During his four years in Ann Arbor, Ragen continued to train with the Sounders most summers, added some muscle and gained a bit more of what Webber calls his “stadium voice,” something that’s still a work in progress. The Sounders liked enough of what they saw to offer him a Tacoma Defiance contract, but Ragen opted to take his chances in the MLS draft, where he was taken in the second round by the Chicago Fire.
That’s where fate intervened. With the Covid-19 pandemic still creating complications, the Fire allowed Ragen to return to college to play out his spring season, where he would earn Big 10 Defensive Player of the Year. The following summer, he got his chance with the Fire but wasn’t offered an MLS contract.
Webber suspects that if the Fire’s new coach — Ezra Hendrickson, who was S2’s coach when Ragen played for them as an Academy player — was there at the time, things might have been different.
“Chicago didn’t rate him,” Webber said. “That coach is fired. If Ezra had been in charge, he might have made a different decision. We maybe got a little lucky.”
Having kept in touch with Webber throughout his college career, Ragen felt comfortable coming home to play for the Defiance and worked his way into the starting rotation almost immediately. Ragen ended up starting 16 of the Defiance’s final 18 games.
“He’s been a huge mentor for me,” Ragen said about Webber. “We’ve had a great relationship. I’m not sure if I’d have come back if he wasn’t here.”

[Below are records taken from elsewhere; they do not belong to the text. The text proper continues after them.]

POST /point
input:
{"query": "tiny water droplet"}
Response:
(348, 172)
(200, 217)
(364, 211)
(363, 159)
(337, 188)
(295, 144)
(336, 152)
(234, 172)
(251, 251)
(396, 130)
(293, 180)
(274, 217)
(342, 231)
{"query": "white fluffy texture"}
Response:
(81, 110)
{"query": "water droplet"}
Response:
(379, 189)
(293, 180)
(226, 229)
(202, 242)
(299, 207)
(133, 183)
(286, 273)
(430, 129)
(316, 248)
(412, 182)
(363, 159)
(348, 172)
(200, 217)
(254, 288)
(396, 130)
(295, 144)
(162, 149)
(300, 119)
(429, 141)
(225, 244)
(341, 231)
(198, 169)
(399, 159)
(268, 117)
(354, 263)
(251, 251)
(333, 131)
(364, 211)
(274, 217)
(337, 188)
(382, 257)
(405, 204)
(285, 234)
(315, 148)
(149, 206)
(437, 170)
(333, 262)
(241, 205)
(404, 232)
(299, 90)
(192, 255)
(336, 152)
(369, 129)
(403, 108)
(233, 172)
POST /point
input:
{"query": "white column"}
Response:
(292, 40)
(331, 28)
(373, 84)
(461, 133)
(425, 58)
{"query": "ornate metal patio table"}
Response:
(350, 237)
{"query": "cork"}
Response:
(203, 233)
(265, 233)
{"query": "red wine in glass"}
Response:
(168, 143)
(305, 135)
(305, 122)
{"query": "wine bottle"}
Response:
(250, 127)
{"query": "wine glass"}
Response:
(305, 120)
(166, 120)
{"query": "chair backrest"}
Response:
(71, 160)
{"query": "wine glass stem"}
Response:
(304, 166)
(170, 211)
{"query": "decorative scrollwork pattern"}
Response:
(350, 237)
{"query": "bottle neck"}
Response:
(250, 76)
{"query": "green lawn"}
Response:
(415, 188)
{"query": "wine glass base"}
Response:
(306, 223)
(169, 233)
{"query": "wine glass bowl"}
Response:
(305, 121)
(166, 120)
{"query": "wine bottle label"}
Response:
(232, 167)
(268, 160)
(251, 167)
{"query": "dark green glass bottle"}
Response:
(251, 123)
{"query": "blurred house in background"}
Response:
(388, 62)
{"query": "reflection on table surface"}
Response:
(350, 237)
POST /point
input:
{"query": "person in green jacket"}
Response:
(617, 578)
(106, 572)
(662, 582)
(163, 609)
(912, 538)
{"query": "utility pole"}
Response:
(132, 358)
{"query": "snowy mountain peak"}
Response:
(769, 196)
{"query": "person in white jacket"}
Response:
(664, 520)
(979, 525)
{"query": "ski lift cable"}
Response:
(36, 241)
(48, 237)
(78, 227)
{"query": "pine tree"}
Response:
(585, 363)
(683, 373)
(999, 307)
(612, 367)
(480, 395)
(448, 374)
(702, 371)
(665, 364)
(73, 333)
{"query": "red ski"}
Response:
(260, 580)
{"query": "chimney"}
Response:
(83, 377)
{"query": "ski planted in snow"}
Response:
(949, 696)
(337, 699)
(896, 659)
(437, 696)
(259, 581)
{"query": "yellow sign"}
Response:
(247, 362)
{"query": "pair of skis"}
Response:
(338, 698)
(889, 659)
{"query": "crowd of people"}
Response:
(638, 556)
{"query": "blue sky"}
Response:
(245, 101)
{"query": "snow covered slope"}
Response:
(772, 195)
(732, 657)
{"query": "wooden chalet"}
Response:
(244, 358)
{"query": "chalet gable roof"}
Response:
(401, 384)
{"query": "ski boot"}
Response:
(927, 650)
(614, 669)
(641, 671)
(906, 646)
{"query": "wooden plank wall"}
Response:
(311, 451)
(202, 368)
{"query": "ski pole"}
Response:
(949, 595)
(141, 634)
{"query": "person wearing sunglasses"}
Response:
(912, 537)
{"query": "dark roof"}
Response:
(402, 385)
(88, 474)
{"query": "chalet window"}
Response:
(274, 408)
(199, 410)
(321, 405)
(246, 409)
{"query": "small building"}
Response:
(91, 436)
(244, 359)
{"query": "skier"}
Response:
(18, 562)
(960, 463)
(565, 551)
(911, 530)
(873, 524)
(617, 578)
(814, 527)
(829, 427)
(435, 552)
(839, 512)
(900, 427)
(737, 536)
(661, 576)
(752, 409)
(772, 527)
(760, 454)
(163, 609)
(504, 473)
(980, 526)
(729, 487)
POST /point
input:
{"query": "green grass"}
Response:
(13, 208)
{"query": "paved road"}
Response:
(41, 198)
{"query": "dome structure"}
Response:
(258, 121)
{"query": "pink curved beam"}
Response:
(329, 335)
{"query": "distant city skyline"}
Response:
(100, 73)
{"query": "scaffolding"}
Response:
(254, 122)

Webber, for his part, has been one of Ragen’s biggest champions in the organization and doesn’t seem at all surprised that others are seeing what he’s long seen.
“Jackson sees passes like a midfielder — he sees passes and he can complete them,” Webber said. “There was a perception that he’s not fast. My retort is, he’s fast enough. As a centerback, if you’re smart and fast enough, you can use your body and angles — it’s all geometry — he’s smart that way. He doesn’t often get beat for pace.”
Ragen’s path to this point has not necessarily been direct and progress in players is almost never linear. Even this year, Ragen has been at least partially at fault on a couple of goals and can still improve on the way he uses his big frame.
But he’s just another example of how one of the strengths of American soccer is that there are many paths to the top. Ragen looks to be well on his way.